Their adventure begins with red wine, confessions and a lesson in online dating. Cameron introduces Gary to the world of Plungr, a Grindr-esque app, and encourages him to make a profile. It’s a surefire way to get laid, Cameron insists. But Gary, with his natural reservations and insecurities, can’t work up the courage. Not willing to take no for an answer, Cameron creates a profile on their behalf, assigning them the roles of “lad” and “dad.” The quest to find a third man for a threesome begins.
Down Low, directed by Rightor Doyle (Bonding), is an ambitious coming-of-age story wrapped in a pseudo morality play wrapped in a screwball comedy. There are reluctant ventures into the dark web, tense encounters with a neighbor, necrophilia and a drug-inspired musical interlude. Doyle confidently directs these escalating and stressful set pieces, demonstrating competence in maneuvering and balancing the tonal demands — from comedy to horror — of the jagged script. In one moment, Gary and Cameron are bonding over a shared sense of abandonment; in the next, they’re committing murder.
That last bit was an accident. An invitation for sex with a local closeted man, Sammy (Sebastian Arroyo), turns sour when he realizes that Cameron and Gary are a 2-for-1 deal. Racy and aggressive roleplaying morphs into actual fury as the trio start to bicker. Sammy tries to punch Cameron but ends up flying out the window and hitting the concrete instead. The death is shocking. This is only the beginning for Down Low, a film that gets off on how unpredictable it can be.

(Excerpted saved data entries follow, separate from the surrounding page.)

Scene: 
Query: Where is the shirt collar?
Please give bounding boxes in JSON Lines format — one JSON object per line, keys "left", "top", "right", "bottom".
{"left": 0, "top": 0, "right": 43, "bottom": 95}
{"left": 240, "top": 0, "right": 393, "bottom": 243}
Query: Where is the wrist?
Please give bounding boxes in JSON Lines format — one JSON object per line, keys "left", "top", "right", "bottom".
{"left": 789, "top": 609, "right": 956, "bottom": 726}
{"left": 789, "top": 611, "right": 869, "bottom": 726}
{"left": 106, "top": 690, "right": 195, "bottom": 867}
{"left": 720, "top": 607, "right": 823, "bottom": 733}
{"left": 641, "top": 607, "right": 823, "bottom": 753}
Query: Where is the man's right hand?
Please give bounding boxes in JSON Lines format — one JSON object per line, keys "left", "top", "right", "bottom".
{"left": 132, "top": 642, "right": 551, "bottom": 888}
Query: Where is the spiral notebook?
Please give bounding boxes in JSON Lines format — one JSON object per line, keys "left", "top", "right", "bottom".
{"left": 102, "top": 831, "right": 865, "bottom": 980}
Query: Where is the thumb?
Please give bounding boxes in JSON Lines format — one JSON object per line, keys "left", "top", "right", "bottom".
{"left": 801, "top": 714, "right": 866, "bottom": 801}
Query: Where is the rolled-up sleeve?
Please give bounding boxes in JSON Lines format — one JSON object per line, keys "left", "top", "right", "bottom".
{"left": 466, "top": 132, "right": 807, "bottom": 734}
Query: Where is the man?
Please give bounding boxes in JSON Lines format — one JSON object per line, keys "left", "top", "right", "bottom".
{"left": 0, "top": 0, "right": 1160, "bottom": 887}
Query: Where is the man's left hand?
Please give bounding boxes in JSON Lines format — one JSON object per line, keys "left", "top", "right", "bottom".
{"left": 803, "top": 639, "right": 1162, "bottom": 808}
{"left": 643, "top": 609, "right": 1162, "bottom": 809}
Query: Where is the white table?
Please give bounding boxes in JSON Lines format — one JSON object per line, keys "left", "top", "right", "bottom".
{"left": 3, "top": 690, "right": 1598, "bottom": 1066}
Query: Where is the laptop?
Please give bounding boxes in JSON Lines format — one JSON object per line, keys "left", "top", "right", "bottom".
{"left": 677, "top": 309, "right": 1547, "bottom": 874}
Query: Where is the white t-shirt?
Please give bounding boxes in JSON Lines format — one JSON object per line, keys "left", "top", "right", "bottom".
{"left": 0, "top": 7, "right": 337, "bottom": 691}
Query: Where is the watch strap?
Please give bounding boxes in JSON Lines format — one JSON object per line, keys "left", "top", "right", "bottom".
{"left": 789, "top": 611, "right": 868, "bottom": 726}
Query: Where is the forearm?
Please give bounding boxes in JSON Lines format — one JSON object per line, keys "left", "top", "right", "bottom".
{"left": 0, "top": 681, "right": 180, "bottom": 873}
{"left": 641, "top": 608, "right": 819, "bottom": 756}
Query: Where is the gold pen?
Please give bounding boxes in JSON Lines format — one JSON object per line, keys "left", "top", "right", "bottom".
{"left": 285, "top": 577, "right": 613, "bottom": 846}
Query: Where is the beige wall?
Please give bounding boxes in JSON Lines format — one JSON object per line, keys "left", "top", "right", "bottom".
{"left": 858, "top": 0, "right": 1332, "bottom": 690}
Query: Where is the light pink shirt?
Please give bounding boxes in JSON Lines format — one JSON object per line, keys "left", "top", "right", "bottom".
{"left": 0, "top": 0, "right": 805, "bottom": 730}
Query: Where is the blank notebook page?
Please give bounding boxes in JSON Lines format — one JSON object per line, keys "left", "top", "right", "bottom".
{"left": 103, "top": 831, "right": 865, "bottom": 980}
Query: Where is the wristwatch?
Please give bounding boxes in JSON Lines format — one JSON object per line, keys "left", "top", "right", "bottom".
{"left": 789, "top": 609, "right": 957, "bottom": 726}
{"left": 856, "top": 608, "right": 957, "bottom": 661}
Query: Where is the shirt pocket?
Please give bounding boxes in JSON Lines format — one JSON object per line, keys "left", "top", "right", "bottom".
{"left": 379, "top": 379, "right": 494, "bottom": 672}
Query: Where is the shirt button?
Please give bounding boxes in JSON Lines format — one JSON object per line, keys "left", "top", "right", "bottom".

But rowdy hijinks can only take you so far before you need an anchor. At its core, Down Low is ostensibly about generational differences that inform the coming-out process, repression as a means of achieving an elusive idea of “goodness,” and what fully embracing yourself looks like. Actually tackling these topics — via light touches rather than the ham-fisted lessons this film offers — could have been the saving grace of Down Low, but the screenplay repeatedly undercuts that possibility, and what’s left feels hollow.
Although Quinto softens Gary’s rigidity, using physical comedy to gesture at his deeper internal conflict and complexity, the character feels haphazardly drawn; the script struggles to balance the bombshell revelations of his life with the trauma of his childhood and the passivity of his present. Gary, as written, has at once too much and not enough going on.
Cameron inspires similar frustrations. At first, he seems a clever parody of an archetypical cis white queer 20something whose entire personality boils down to quippy bits and asides, including a predilection for Gen Z catchphrases (“That’s hot,” “We stan”) and an affect borrowed from Black queer influences. But bitter, wry humor and pop culture anecdotes are ultimately the only thing Cameron has to offer, and as the film plods along, his character reads less as shrewd caricature and more like disheartening reality. That cheapens his later actions, which include a confrontation with Gary’s ex-wife (Audra McDonald).
Bonded by disaster, Cameron and Gary try to figure out what to do with the dead body. Forces — mostly in the form of Gary’s Ambien-addicted neighbor, Sandy (Judith Light) — threaten to unravel their half-baked plans. Seeking solutions, they decide to hire Buck (Simon Rex) to help discard Sammy’s body. (Cameron and Gary don’t expect their sketchy forensic cleaner to smoke crack or be a necrophiliac.)
The wild ride continues, and it becomes clear — if it wasn’t already — that in Down Low, antics are the priority. Similarly to Bottoms, another SXSW entrant, the film pushes against the expectation of queer narratives to follow the same dolorous beats by prioritizing fun and crass humor. But there’s just not enough substance to get us to care about reaching the finish line.